L’arabo è oggi la lingua in cui si esprime la maggior parte degli scrittori di lingua araba: quelli che vivono ancora nei paesi di lingua araba, e alcuni di quelli che vivono nella diaspora. E’ una lingua comune, patrimonio della storia culturale degli arabi, ma è soprattutto la lingua con cui gli scrittori arabi si rivolgono al proprio pubblico di lettori arabofoni. Non l’inglese o il francese, ma l’arabo: la lingua madre, la lingua della storia e della cultura araba, la lingua per cui non c’è bisogno di intermediazione culturale, che non si porta dietro alcuna contaminazione coloniale.
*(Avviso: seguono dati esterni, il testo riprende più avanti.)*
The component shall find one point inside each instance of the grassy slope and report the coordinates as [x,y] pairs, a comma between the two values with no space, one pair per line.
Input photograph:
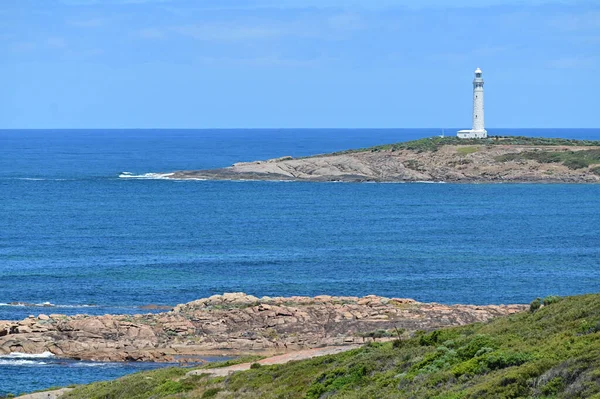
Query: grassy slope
[434,143]
[552,353]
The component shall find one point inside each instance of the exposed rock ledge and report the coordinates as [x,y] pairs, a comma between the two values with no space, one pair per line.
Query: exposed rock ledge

L’arabo non ha in sé i germi di una cultura altra, non reca con sé alcuna distanza, nè i compromessi della storia.

Avendo a mente la riflessione di Darwish, mi viene da dire che c’è poco arabo in questo focus sulle letteratura arabe del salone di Torino, curato da Paola Caridi e Lucia Sorbera, che era nato con l’idea di far conoscere la letteratura araba al pubblico italiano.
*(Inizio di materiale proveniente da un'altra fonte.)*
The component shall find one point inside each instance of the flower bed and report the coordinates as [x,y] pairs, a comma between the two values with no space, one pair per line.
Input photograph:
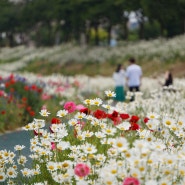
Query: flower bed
[133,143]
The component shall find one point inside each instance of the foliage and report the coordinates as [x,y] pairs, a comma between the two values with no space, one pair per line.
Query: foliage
[71,19]
[97,143]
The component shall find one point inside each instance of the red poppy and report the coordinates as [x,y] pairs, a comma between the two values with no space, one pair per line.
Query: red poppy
[134,126]
[36,133]
[85,110]
[124,116]
[3,112]
[117,120]
[99,114]
[24,99]
[113,115]
[55,121]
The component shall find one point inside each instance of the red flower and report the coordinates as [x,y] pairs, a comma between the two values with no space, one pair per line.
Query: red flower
[24,99]
[117,120]
[55,121]
[134,119]
[146,120]
[32,113]
[99,114]
[85,110]
[26,88]
[28,108]
[81,170]
[124,116]
[37,133]
[134,126]
[3,112]
[113,116]
[70,106]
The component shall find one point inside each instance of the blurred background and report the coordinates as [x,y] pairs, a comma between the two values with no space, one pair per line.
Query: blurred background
[80,35]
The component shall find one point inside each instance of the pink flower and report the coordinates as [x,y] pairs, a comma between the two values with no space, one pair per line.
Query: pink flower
[131,181]
[70,106]
[45,96]
[53,146]
[80,107]
[81,170]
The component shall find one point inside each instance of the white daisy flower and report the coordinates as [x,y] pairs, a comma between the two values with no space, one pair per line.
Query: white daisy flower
[97,101]
[62,113]
[18,147]
[44,112]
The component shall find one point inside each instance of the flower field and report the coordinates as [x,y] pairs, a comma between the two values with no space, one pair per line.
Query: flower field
[78,134]
[94,142]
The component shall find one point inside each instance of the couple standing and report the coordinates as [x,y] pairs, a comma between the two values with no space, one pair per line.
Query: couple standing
[132,75]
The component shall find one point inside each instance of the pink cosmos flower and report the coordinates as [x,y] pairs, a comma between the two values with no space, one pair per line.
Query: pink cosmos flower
[81,170]
[131,181]
[45,96]
[70,106]
[80,107]
[53,146]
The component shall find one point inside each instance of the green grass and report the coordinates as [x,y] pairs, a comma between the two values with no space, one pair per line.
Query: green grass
[150,69]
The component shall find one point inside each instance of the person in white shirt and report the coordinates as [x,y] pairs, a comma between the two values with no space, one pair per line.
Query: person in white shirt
[119,80]
[133,75]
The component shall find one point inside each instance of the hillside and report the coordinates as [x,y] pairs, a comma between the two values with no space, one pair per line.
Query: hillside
[154,56]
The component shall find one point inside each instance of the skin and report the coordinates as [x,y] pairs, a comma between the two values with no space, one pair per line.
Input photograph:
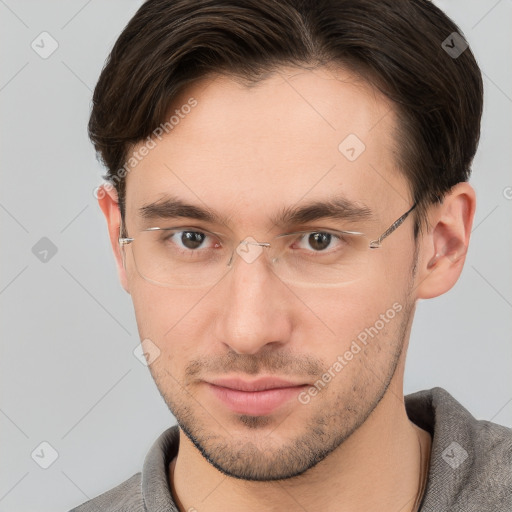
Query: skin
[246,152]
Tanto per cominciare, il programma del focus “Anime arabe”, pubblicato ieri sul sito del Salone, è un bel mix di tanti argomenti che come al solito si mischiano quando di parla di mondo arabo: c’è il panel sulla Siria, con la presentazione del nuovo libro sull’esilio di Shady Hamadi (scrittore italo-siriano); due panel sui musulmani (non so se vale la pena ricordare che lo Stato di religione musulmana più numeroso è l’Indonesia, che non è un paese arabo); uno su Kobane, con l’italiano Karim Franceschi, unico combattente italiano a lottare contro l’ISIS (spiegatemela questa vicenda perché mi sfugge il senso); uno sulla matematica araba e uno politico sui mukhtafun, i desaparecidos d’Egitto.

Poi ci sono gli incontri letterari, in genere organizzati secondo il modulo: scrittore “arabo” + giornalista/accademico italiano esperto di questioni arabe/arabo-islamiche.
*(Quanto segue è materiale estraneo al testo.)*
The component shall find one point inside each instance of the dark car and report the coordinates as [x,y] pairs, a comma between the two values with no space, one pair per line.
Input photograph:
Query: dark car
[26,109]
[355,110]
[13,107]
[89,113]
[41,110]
Da una parte abbiamo i francofoni: Boualem Sansal (algerino); Tahar Ben Jelloun (marocchino che vive in Francia); Leila Slimani (marocchina, vive in Francia); Mahi Binebine (marocchino, vive in Marocco); Yasmina Khadra (algerino, vive in Francia); Karim Miské (franco-mauritano, vive in Francia); e gli anglofoni: Saleem Haddad (di discendenza irachena, tedesca, libanese e palestinese, vive in Inghilterra); Ahdaf Soueif (egiziana, vive tra Londra e il Cairo).

Dall’altra abbiamo gli arabofoni: Adonis (siro-libanese, vive in Francia: al Salone presenta il suo ultimo saggio Islam e violenza, scritto in francese); May Telmissany (egiziana, vive in Canada); Sinan Antoon (iracheno-statunitense, vive negli USA), Muhammad Aladdin (egiziano, vive al Cairo).

La preponderanza di autori che si esprimono in francese e inglese sui loro colleghi arabofoni è abbastanza evidente. Vi risparmio la pappardella su quanto:

  1. a) la lingua non sia mai uno strumento neutrale (se uno scrive in arabo si rivolge in primis agli arabi, se si esprime in inglese/francese si rivolge prima a francesi, inglesi o francofoni e anglofoni: la capite la differenza?) e su quanto:
  2. b) ancora i grandi editori italiani puntino spassionatamente sugli autori arabi francofoni e anglofoni per una serie di motivi che vanno da: li capiscono meglio perché gli editori spesso parlano inglese e francese; ci sono pochi consulenti dall’arabo nelle case editrici; ci sono spesso preconcetti sull’arabo come lingua, che sono duri a morire.

Tutti, ad eccezione di Telmissany e Antoon, sono al Salone per presentare i loro libri (saggi/romanzi), da pochissimo tradotti in italiano e pubblicati da editori italiani. Ed ecco anche perché il programma di “Anime arabe” sembra essere stato composto da dueanime, due cervelli: da una parte si ricerca il sensazionalismo, con la presenza di autori appena pubblicati che hanno scritto di temi scottanti come il sesso e l’Islam, e soprattutto di sesso nell’Islam. Direi che un picco inarrivabile si tocca con l’incontro sull’Islam tra Adonis, autore appunto del recente Violenza e Islam, e Maurizio Molinari, direttore de La Stampa, notoriamente islamofobo, oltre che un riconosciuto plagiatore. Si prevedono scintille (di orrore).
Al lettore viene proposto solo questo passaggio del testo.